O que liga Paulo Maluf a Batliner é um endereço. Já com Ricardo Teixeira, a conexão se dá por intermédio de uma pessoa.
Paulo Maluf
Muita coisa já se falou das famosas contas bancárias de Paulo Maluf no exterior. Sabe-se que, na década de 1990, Maluf utilizou laranjas para movimentar pelo menos US$ 350 milhões em bancos europeus – principalmente na Suíça, na França e na Ilha de Jersey (Canal da Mancha). Sabe-se também que, por decisão da Justiça desses países, cerca de US$ 250 milhões estão congelados. O que não se sabia é que o ex-governador e ex-prefeito de São Paulo utilizou os serviços de Herbert Batliner para movimentar boa parte dessa fortuna.
Uma das contas de Maluf na Suíça, de onde partiram remessas milionárias para Jersey, tinha como titular a fundação White Gold (ouro branco). Conforme documentos em poder do Ministério Público, a fundação foi constituída por Maluf na cidade de Vaduz (capital do minúsculo principado de Liechtenstein), na rua Aeulestrasse número 74, caixa postal 86. Como constatou o Correio/Estado de Minas, no entanto, nesse endereço não funciona nenhuma fundação White Gold, mas sim a First Advisory Group, empresa que tem como sócio Herbert Batliner.
A First Advisory Group funciona como uma espécie de biombo para empresas fantasmas. Calcula-se que pelo menos 10 mil empresas de fachada utilizam o endereço comercial de Batliner.
A fundação White Gold é uma delas. Há outras, como a fundação Pérolas Negras, controlada por Flávio Maluf, filho do deputado.
Especialista em crime organizado, que durante duas décadas trabalhou como agente infiltrado em máfias da Europa e da América do Sul, o ex-comissário de polícia da Suíça Fausto Cattaneo analisou a coincidência de endereços das empresas de Batliner e das fundações abertas pela família Maluf. Com os resultados da pesquisa, Cattaneo afirmou que não há dúvidas de que existe uma conexão suspeita entre o advogado de Liechtenstein e o deputado brasileiro.
Ouvido pela reportagem, o Procurador-geral de Genebra, Daniel Zappelli, confirmou que, por ordem judicial, há dinheiro de Maluf congelado em bancos da Suíça. “Fizemos tudo o que pudemos no caso Maluf.” Segundo ele, é possível que os recursos sejam devolvidos aos cofres públicos brasileiros. “Mas primeiro o Brasil tem de provar que o dinheiro congelado na Suíça é produto de corrupção”, afirmou Zappelli.
O Correio/Estado de Minas perguntou à assessoria de Maluf se o deputado e seus familiares confirmavam serem responsáveis pelas fundações em Liechtenstein, e se foram beneficiados com a movimentação financeira dessas fundações. Perguntou também se o deputado tinha conhecimento das conexões de Herbert Batliner com traficantes, ditadores e corruptos.

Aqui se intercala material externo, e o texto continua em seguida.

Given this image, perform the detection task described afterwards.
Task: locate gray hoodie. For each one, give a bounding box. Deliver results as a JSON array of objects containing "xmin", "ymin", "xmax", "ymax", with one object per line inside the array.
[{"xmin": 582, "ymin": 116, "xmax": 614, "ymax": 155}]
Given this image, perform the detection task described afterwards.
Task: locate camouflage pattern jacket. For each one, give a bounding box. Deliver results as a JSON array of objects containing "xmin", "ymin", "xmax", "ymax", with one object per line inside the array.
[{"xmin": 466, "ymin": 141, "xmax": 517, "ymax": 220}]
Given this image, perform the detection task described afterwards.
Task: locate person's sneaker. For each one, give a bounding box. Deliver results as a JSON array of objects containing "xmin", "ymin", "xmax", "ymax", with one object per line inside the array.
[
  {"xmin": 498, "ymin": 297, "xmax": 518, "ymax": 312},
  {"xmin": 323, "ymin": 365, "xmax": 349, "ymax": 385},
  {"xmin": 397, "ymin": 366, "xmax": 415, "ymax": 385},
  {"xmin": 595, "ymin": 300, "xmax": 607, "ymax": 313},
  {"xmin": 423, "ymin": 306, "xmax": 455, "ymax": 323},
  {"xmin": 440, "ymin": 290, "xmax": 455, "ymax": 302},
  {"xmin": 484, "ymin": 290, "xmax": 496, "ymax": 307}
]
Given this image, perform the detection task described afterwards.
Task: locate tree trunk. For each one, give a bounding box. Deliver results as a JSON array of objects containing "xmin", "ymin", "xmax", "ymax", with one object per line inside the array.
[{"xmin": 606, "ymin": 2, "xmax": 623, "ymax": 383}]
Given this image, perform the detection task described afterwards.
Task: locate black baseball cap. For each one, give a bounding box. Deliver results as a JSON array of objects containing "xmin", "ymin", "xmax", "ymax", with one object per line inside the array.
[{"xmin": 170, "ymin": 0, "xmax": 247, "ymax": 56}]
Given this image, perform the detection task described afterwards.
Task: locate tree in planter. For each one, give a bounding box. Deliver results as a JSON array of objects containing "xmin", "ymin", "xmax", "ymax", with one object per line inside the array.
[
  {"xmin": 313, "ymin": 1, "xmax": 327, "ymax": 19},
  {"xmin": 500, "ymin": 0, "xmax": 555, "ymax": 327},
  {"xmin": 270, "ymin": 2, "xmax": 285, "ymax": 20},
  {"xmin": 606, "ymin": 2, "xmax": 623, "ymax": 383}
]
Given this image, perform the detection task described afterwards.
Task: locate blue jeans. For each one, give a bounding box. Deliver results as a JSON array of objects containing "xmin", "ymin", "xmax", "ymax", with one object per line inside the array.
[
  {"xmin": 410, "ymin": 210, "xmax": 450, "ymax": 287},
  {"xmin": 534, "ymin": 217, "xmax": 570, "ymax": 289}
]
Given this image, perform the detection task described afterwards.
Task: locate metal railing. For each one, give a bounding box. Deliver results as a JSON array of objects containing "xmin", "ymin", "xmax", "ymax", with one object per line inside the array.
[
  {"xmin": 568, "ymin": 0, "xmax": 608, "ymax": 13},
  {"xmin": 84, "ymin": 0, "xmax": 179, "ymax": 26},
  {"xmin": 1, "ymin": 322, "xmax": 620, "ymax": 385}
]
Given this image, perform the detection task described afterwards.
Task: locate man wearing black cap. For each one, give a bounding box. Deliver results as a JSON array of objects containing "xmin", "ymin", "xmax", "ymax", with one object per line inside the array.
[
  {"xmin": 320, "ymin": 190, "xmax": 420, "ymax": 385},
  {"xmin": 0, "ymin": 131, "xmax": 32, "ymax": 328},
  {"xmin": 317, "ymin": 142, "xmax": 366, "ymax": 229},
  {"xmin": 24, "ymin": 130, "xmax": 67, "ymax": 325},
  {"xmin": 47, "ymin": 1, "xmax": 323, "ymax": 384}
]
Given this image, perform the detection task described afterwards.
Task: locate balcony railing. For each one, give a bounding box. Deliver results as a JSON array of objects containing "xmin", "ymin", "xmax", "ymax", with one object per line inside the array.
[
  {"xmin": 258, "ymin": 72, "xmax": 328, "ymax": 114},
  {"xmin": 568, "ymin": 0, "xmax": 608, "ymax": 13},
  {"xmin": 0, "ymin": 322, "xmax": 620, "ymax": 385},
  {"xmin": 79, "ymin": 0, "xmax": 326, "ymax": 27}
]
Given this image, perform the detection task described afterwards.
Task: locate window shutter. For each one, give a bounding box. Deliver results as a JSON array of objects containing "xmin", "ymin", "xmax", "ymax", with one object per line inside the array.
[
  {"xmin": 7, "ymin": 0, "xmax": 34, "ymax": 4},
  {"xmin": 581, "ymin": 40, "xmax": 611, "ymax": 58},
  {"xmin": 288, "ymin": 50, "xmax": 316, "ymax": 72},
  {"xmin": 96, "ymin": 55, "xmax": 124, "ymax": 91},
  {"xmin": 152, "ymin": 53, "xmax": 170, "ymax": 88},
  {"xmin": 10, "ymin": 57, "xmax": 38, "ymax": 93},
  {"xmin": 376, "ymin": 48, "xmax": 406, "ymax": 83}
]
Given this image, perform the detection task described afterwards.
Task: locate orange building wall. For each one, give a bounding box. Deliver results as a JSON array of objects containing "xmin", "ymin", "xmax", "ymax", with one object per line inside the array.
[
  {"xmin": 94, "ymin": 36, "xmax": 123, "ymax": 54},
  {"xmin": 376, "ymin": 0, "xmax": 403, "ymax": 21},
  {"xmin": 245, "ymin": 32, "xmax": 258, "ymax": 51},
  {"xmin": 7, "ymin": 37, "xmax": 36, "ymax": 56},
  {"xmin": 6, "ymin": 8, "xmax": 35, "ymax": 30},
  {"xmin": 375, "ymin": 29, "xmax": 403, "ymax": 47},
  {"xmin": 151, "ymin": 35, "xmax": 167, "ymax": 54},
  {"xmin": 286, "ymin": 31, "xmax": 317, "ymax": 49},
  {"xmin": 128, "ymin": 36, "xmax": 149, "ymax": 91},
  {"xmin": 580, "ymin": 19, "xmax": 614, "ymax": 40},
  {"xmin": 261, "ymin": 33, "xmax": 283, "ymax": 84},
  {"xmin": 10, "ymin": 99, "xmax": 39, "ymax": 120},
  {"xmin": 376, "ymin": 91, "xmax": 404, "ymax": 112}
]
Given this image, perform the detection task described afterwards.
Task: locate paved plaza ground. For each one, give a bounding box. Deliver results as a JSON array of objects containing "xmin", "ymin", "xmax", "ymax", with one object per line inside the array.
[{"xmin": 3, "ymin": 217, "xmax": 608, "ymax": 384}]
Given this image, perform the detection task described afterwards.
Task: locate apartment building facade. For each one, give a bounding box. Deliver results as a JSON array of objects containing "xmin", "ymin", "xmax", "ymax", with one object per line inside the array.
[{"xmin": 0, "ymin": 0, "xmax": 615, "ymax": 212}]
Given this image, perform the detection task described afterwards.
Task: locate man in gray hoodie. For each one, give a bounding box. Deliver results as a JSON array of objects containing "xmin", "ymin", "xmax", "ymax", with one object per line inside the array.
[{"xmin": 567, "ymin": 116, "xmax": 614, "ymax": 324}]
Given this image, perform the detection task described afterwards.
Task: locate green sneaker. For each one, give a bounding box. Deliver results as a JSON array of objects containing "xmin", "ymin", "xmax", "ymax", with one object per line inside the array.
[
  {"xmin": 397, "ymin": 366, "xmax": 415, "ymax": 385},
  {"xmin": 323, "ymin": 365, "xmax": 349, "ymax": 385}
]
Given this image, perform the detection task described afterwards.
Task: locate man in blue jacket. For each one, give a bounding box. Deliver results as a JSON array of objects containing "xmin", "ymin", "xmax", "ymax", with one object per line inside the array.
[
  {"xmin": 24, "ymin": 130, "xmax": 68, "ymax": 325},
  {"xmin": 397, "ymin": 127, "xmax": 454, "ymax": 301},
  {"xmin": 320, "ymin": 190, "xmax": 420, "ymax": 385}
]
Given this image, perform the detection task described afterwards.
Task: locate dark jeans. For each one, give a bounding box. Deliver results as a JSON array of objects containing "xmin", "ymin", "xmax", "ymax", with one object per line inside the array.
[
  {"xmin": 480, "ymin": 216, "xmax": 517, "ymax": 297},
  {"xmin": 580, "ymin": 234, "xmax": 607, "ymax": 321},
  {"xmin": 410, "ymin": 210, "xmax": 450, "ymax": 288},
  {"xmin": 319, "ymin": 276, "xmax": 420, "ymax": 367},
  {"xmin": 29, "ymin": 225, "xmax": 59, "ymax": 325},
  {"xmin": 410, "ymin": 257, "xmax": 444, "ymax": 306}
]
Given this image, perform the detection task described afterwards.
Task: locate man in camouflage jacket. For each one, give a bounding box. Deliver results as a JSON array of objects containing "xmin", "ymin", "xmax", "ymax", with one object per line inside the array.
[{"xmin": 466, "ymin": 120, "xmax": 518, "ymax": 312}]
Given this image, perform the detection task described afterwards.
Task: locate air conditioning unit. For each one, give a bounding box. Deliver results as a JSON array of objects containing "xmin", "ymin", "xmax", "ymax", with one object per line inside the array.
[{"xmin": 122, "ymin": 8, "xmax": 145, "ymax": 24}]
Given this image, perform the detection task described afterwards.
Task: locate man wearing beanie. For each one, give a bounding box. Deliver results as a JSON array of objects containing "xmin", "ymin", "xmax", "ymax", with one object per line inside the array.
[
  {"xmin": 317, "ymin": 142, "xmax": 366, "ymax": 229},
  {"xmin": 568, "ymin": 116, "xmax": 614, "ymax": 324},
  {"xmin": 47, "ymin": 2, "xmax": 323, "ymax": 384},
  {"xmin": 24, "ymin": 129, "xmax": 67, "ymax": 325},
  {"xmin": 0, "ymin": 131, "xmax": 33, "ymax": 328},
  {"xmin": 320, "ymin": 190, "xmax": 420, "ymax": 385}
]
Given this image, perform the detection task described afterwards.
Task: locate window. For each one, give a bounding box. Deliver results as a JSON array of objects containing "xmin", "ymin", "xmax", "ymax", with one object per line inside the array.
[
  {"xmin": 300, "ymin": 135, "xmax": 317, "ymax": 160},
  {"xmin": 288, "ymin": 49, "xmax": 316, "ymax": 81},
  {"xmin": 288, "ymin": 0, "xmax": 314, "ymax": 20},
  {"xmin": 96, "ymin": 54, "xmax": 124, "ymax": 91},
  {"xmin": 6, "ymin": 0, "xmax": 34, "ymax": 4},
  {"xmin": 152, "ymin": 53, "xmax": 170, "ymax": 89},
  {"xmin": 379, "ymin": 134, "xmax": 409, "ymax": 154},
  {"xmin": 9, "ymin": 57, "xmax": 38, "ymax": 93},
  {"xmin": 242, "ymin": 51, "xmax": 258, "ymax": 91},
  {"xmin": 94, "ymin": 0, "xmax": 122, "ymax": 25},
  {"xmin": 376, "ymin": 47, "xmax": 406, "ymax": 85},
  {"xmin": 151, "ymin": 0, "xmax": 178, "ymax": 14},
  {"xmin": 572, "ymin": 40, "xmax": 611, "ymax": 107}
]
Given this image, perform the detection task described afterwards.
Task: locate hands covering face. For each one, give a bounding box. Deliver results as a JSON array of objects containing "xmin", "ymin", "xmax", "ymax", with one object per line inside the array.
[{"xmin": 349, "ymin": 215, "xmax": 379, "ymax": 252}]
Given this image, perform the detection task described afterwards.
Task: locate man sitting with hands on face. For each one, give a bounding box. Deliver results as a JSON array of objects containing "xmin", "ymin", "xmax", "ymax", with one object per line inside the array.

A assessoria se limitou a responder que Maluf nunca teve contas bancárias no exterior.
Ricardo Teixeira
As ligações perigosas de Herbert Batliner no Brasil também se estendem a Ricardo Teixeira, presidente da CBF e principal articulador da escolha do Brasil como país-sede da Copa do Mundo de 2014.
Como ficou comprovado em 2001 na CPI da CBF/Nike, uma das empresas de Teixeira, a R.L.J. Participações, tomou emprestado de uma firma de Liechtenstein, a Sanud Etablissement, uma quantia equivalente à época a R$ 2,9 milhões. Antes de o empréstimo ser pago, porém, a Sanud Etablissement fechou. Integrantes da CPI chegaram a classificar a transação como lavagem de dinheiro, mas nada foi comprovado.
Porém, um dado suspeito passou ao largo da CPI: a Sanud Etablissement era uma costela de Herbert Batliner. Dois dos representantes da Sanud Etablissement — Alex Wiederkehr e Hans Gassner — eram sócios de Batliner na empresa Prokurations Anstalt.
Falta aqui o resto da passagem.